Each year, electric vehicles (EVs) are delivering consumers better torque and performance, lower fuel and maintenance costs, and dramatically less pollution and carbon emissions.
So why are critics launching campaigns that spread misleading narratives to convince us otherwise? Because transportation electrification poses a threat to the world’s dependence on oil, and well-financed special interests will go to any length to protect their profits. While those interests have accelerated efforts to sow doubts about EVs, it’s incumbent on us to see past the misdirection and set the record straight.
No matter how you slice it, EVs are cleaner than gas-powered cars and will only get cleaner as our electricity generation does the same. While EVs have zero tailpipe emissions, opponents are quick to point out that the manufacturing and charging process is not carbon-free.
While it is true that no manufacturing or power generation is yet reliably emissions-free, it does not change the fact that EVs are clearly cleaner than gasoline-powered cars. When we evaluate the entire process of manufacturing an EV and sourcing the electricity, EVs generate up to 67 percent lower greenhouse gas emissions (GHGs) over their lifetime than their gas-powered counterparts.
Put simply, an EV powered by coal-fired electricity is still cleaner than an automobile powered by gas. And unlike gas-powered cars whose carbon footprint is set, as the power sector continues adopting less costly renewable energy, EVs become cleaner and cheaper too.
Another favorite half-truth of the special interests tries to link EVs to unethical mining practices for critical materials. This is an important, though deceptive, concern. The global demand for lithium, cobalt and other critical materials is set to grow whether or not a single additional EV is produced. The reason is because of the continued rapid adoption of batteries for personal technology devices that require these critical materials. Yes, including the phone, tablet or computer you’re reading this on.
Dampening the demand for EVs may be good for oil refineries, but it does nothing to address critical materials supply sourcing. Rather than denying the inevitable and growing need for these critical minerals, we must seize the transition to EVs as an opportunity to establish robust domestic supply chains with ethical and humane practices. Including groundbreaking recycling work being done by American companies that has the potential to reclaim up to 95 percent of critical materials from scrapped batteries.
With smart policy, a strong EV sector will create thousands of good paying critical materials and manufacturing jobs and improve our national security. We must remain focused on solutions, instead of getting distracted by the misinformation campaigns of incumbent, polluting special interests.
Anti-EV campaigns have also accused EV customers of unfairly benefitting from federal benefits that don’t accrue equitably to all Americans.

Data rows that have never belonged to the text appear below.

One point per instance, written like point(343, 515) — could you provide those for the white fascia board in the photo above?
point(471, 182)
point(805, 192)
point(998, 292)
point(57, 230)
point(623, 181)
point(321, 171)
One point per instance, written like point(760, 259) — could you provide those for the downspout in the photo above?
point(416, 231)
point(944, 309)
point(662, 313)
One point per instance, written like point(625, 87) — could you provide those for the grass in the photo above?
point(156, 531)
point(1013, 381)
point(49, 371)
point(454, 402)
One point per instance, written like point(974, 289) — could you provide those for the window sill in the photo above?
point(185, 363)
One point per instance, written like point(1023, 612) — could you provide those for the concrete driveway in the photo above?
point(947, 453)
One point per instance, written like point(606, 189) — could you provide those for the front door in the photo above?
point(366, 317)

These campaigns, ironically, are commonly led by wealthy interests who have uniquely and disproportionately benefited from decades of oil subsidies. Like any new technology’s product cycle, the first EVs were more expensive but have evolved into a market far more diverse and affordable.

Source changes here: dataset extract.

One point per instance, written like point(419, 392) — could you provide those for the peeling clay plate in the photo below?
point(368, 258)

Now the market offers many EVs below the average cost of a gas-powered car, and nearly all electrics have a lower total cost of ownership. Resilient batteries and a growing charging network make the rationale for going electric even more compelling. As more and more Americans experience this reality of accessibility, we must advocate for policies that meet every community’s needs and drive benefits for those most affected by air pollution and emissions.
In the Northeast and Mid-Atlantic region, people of color breathe in an average of 66 percent more vehicle pollution. Transportation electrification stands as a promising solution to cleaning up air quality in these areas and protecting public health. But resigning ourselves to EV critics who want to lock our economy into decades of carbon-intensive transportation is the worst possible outcome for those most affected.

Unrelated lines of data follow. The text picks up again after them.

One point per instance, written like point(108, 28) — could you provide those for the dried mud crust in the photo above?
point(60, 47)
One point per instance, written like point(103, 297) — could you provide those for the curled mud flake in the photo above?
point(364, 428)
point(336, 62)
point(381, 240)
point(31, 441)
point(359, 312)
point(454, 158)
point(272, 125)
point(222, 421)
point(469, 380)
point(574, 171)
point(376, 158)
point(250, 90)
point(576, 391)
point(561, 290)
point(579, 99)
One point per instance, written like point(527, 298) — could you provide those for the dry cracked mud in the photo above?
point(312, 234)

It is also absolutely critical to build out a stronger public charging system that meets every community’s needs. We’ll all be served by deploying EV chargers in transportation corridors, workplaces, retail settings, municipal parking and rural areas. Equitable charging investments must incentivize medium- and heavy-duty fleet vehicles and better support harder-to-serve disadvantaged populations.
Utility companies are natural partners for many communities seeking to build out critical charging infrastructure to enable EV deployment. Yet critics have resorted to scare tactics about the potential of skyrocketing monthly bills if utilities also invest in vehicle charging infrastructure. These talking points are not rooted in fact.
If the related costs of charging infrastructure were passed on to utility consumers, the impact on monthly bills would be a matter of cents rather than dollars. In almost all cases, utility investments will leverage other public and private financing, further minimizing costs to ratepayers. And widespread vehicle electrification increases grid efficiency, which instead applies downward pressure on rates over time. The truth is that in order to meet every community’s needs, we need the federal government, local leaders, third-party charging companies, site hosts, and utilities working together.
The electric vehicle revolution is well under way. While EVs continue to innovate, so too will the attacks from EV critics as they fight to maintain their carbon supremacy over our economy. But the real truth is that transportation electrification continues to drive value for American consumers and communities alike, and we continue to work to ensure that everyone benefits equally.
Joe Britton is executive director of the Zero Emission Transportation Association.